Got an assignment about 3 months ago; a guy I used to work with on the USS Louisville wanted a cane for his dad. He decided that he wanted it to look like the tatoo he had on his leg of a turtle he picked up in Hawaii. So, here's the story of how that happened......
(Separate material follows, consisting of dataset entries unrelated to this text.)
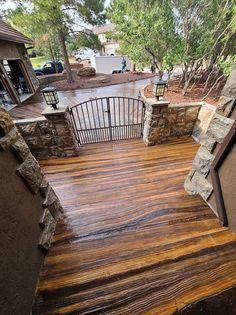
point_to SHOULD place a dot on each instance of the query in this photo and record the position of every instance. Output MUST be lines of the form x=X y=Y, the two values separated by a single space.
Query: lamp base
x=54 y=106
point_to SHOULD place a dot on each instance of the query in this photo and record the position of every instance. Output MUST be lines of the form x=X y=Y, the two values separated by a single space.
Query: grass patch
x=38 y=61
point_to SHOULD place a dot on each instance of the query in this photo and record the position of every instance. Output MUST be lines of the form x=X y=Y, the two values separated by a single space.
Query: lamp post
x=50 y=96
x=159 y=88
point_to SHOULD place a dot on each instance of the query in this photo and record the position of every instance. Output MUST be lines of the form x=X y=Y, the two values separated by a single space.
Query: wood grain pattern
x=132 y=241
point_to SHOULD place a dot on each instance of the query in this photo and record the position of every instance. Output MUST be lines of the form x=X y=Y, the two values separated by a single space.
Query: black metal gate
x=107 y=119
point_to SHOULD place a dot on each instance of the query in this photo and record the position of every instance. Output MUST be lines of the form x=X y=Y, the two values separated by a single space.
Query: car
x=49 y=67
x=85 y=53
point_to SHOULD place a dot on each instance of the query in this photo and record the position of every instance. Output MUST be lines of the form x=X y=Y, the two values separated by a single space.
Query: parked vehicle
x=110 y=64
x=50 y=67
x=86 y=53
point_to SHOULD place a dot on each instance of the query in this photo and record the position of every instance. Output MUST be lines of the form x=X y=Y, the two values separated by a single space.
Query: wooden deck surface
x=132 y=241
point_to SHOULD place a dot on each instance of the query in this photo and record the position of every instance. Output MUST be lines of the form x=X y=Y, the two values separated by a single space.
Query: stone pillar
x=199 y=179
x=153 y=122
x=65 y=141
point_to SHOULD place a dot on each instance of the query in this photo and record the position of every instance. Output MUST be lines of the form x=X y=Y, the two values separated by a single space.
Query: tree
x=57 y=17
x=205 y=27
x=147 y=32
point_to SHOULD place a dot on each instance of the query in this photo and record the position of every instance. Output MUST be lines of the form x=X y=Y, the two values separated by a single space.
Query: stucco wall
x=10 y=50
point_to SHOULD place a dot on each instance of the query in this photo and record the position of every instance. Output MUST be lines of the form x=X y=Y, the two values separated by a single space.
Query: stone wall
x=164 y=122
x=49 y=136
x=198 y=180
x=29 y=212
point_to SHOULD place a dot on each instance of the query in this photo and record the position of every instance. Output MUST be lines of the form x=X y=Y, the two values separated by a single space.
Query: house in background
x=17 y=79
x=110 y=46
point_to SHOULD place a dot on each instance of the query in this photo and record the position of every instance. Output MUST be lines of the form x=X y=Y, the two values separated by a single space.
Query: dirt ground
x=174 y=94
x=100 y=80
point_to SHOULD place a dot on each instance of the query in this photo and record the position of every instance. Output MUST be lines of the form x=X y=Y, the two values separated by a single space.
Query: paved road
x=130 y=89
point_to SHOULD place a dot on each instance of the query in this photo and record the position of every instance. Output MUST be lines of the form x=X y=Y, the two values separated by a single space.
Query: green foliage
x=191 y=32
x=42 y=19
x=147 y=31
x=227 y=65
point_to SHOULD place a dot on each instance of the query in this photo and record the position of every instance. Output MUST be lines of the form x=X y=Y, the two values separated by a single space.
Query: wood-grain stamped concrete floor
x=132 y=241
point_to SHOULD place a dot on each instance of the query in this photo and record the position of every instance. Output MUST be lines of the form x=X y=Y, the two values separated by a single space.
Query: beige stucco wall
x=10 y=50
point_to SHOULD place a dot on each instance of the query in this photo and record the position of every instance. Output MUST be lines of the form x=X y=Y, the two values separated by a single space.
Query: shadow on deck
x=132 y=241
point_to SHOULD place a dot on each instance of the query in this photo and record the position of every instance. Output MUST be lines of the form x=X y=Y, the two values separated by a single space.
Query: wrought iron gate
x=107 y=119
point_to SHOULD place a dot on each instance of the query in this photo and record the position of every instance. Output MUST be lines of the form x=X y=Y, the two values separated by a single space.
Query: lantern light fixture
x=50 y=96
x=159 y=88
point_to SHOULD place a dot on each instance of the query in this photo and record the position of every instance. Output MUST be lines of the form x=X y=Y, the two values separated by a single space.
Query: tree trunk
x=61 y=37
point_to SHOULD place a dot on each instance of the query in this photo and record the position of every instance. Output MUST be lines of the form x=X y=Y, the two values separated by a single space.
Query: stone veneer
x=164 y=122
x=49 y=136
x=32 y=176
x=198 y=180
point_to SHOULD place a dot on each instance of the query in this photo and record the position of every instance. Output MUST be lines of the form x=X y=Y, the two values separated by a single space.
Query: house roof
x=10 y=34
x=104 y=28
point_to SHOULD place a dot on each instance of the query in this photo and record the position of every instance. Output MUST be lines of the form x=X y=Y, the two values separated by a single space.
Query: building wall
x=28 y=216
x=10 y=50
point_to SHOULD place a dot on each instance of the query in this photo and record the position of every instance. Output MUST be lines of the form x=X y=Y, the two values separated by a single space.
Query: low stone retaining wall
x=49 y=136
x=164 y=122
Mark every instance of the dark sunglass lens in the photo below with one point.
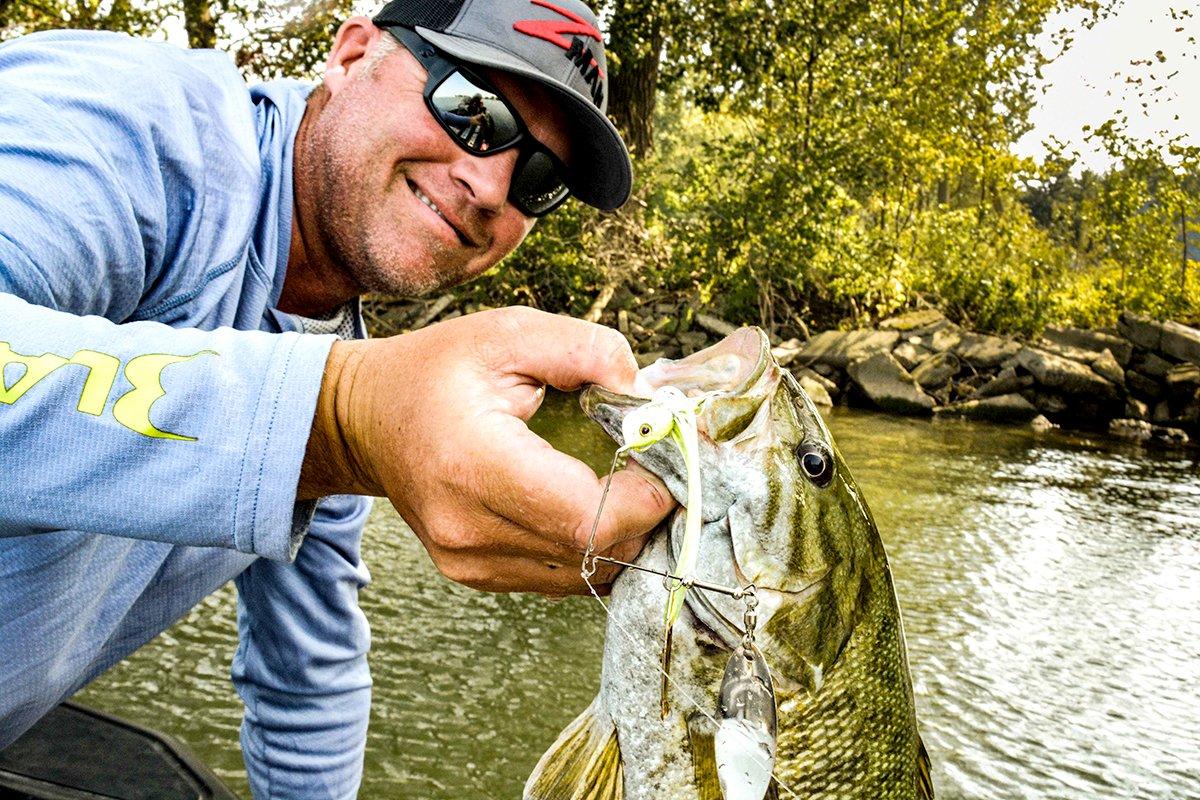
(537, 186)
(474, 114)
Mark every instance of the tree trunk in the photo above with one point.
(202, 28)
(637, 36)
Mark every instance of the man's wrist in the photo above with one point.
(331, 464)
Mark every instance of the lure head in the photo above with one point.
(646, 425)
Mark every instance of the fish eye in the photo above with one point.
(816, 463)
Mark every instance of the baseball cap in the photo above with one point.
(555, 42)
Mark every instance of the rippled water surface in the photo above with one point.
(1050, 587)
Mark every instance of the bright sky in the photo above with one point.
(1090, 84)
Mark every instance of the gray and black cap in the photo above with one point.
(555, 42)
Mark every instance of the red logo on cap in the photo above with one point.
(556, 30)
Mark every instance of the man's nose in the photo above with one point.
(486, 179)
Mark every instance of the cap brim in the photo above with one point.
(601, 174)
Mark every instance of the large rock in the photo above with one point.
(828, 385)
(1107, 366)
(839, 348)
(786, 352)
(985, 352)
(1169, 338)
(910, 354)
(1182, 380)
(1143, 385)
(1143, 331)
(946, 340)
(1093, 341)
(1135, 409)
(916, 323)
(1151, 365)
(889, 385)
(1005, 408)
(815, 389)
(1063, 374)
(1131, 429)
(936, 371)
(1006, 380)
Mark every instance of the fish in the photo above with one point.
(820, 698)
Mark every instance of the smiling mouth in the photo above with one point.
(431, 204)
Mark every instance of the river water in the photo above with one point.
(1050, 585)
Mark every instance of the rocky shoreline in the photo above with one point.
(1139, 380)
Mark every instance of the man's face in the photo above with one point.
(399, 204)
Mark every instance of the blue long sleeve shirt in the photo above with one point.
(154, 403)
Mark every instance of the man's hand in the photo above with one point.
(436, 421)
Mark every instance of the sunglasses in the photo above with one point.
(483, 122)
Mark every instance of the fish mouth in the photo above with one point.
(729, 367)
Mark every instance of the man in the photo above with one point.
(175, 253)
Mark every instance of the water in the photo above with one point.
(1050, 587)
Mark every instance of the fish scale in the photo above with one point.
(783, 511)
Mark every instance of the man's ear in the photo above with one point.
(354, 40)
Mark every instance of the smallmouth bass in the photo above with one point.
(781, 511)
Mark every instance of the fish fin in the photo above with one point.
(582, 764)
(703, 757)
(924, 779)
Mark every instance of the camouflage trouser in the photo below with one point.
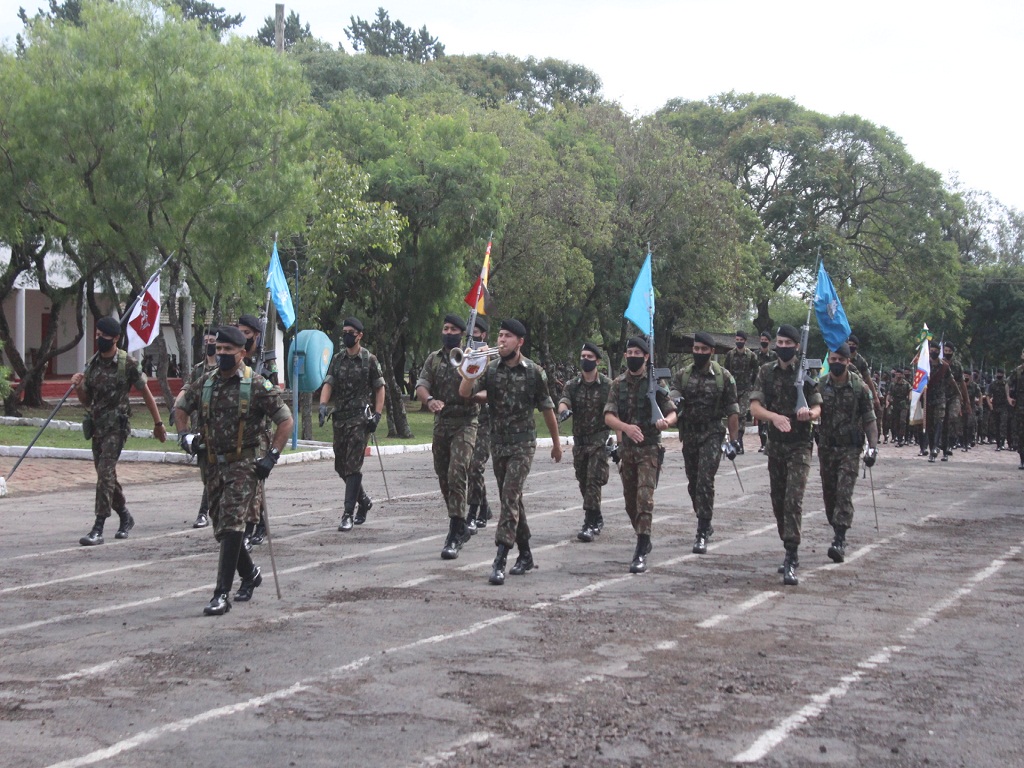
(107, 449)
(511, 468)
(638, 468)
(453, 450)
(481, 452)
(701, 455)
(591, 465)
(788, 465)
(839, 474)
(232, 493)
(349, 445)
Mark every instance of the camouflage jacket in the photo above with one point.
(628, 399)
(587, 402)
(513, 392)
(220, 425)
(705, 403)
(441, 379)
(742, 364)
(108, 383)
(846, 410)
(353, 379)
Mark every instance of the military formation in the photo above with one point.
(230, 416)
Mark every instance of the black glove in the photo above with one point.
(869, 457)
(264, 465)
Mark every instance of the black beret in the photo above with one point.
(250, 321)
(706, 338)
(455, 320)
(639, 343)
(109, 327)
(786, 331)
(514, 327)
(230, 335)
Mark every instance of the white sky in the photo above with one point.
(942, 76)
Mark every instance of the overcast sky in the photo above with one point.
(945, 77)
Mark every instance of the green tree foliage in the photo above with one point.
(382, 37)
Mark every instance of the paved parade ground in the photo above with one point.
(380, 653)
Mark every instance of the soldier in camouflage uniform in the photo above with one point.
(742, 364)
(103, 389)
(353, 382)
(765, 355)
(479, 510)
(790, 443)
(583, 399)
(513, 386)
(629, 412)
(232, 403)
(707, 395)
(455, 431)
(847, 417)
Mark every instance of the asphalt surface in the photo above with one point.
(381, 653)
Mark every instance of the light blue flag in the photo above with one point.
(279, 290)
(828, 310)
(641, 307)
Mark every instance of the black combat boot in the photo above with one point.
(790, 566)
(457, 532)
(127, 523)
(639, 564)
(95, 536)
(524, 561)
(498, 568)
(838, 551)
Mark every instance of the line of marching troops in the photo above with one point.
(232, 418)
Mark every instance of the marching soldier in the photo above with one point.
(707, 395)
(790, 444)
(513, 386)
(479, 510)
(232, 404)
(584, 399)
(455, 431)
(103, 389)
(847, 417)
(629, 412)
(742, 364)
(352, 385)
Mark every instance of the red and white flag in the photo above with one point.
(143, 325)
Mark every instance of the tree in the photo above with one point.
(382, 37)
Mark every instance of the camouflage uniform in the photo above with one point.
(788, 453)
(107, 385)
(846, 410)
(638, 463)
(455, 430)
(590, 434)
(353, 380)
(742, 364)
(512, 394)
(709, 397)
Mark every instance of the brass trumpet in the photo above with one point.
(472, 363)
Reactions: Like 2 | Great Post 1 | Way Cool 6


----------



## scrimman (Mar 25, 2016)



Reactions: EyeCandy! 3 | Way Cool 11 | Useful 1


----------



## SENC (Mar 26, 2016)

Holy smokes that is cool!

Reactions: Thank You! 1


----------



## ripjack13 (Mar 26, 2016)

Nice!! I take it, it's made from koa?

That came out really Cool looking!

Reactions: Thank You! 1


----------



## scrimman (Mar 26, 2016)

Damn...forgot that part! It's made from Texas Ebony....all of it. Well, and some turquoise bits. The white wood is the sapwood.

Reactions: Like 2


----------



## ClintW (Mar 26, 2016)

Really cool! I love the inlay idea! That must have been fun to carve. I have a piece of Texas ebony, hard stuff!

Reactions: Thank You! 1


----------



## ironman123 (Mar 26, 2016)

Man, you are very talented. That is outstanding.

Reactions: Thank You! 1


----------



## larry C (Mar 26, 2016)

Very nice!

Reactions: Thank You! 1


----------



## West River WoodWorks (Mar 27, 2016)

very cool!


----------



## Tony (Mar 27, 2016)

Very good job Sean! Did you mix the turquoise and epoxy or did you use that Inlace stuff? Tony


----------



## scrimman (Mar 27, 2016)

Both, actually. I didn't like the Inlace stuff that much, so I ended up removing it. The real deal (turquoise, that is) looks much better.

Reactions: Informative 1


----------



## Woodman (Mar 28, 2016)

Sean, very creative. It will be a family heirloom.

Reactions: Thank You! 1


----------



## Strider (Apr 1, 2016)

Sweet! Now I feel bad that I am the youngest here...oh well...make @Flynt his own 
I really like the ebony wood you chose!


----------



## NYWoodturner (Apr 1, 2016)

@Strider -Loris - what makes you think your younger than me?


----------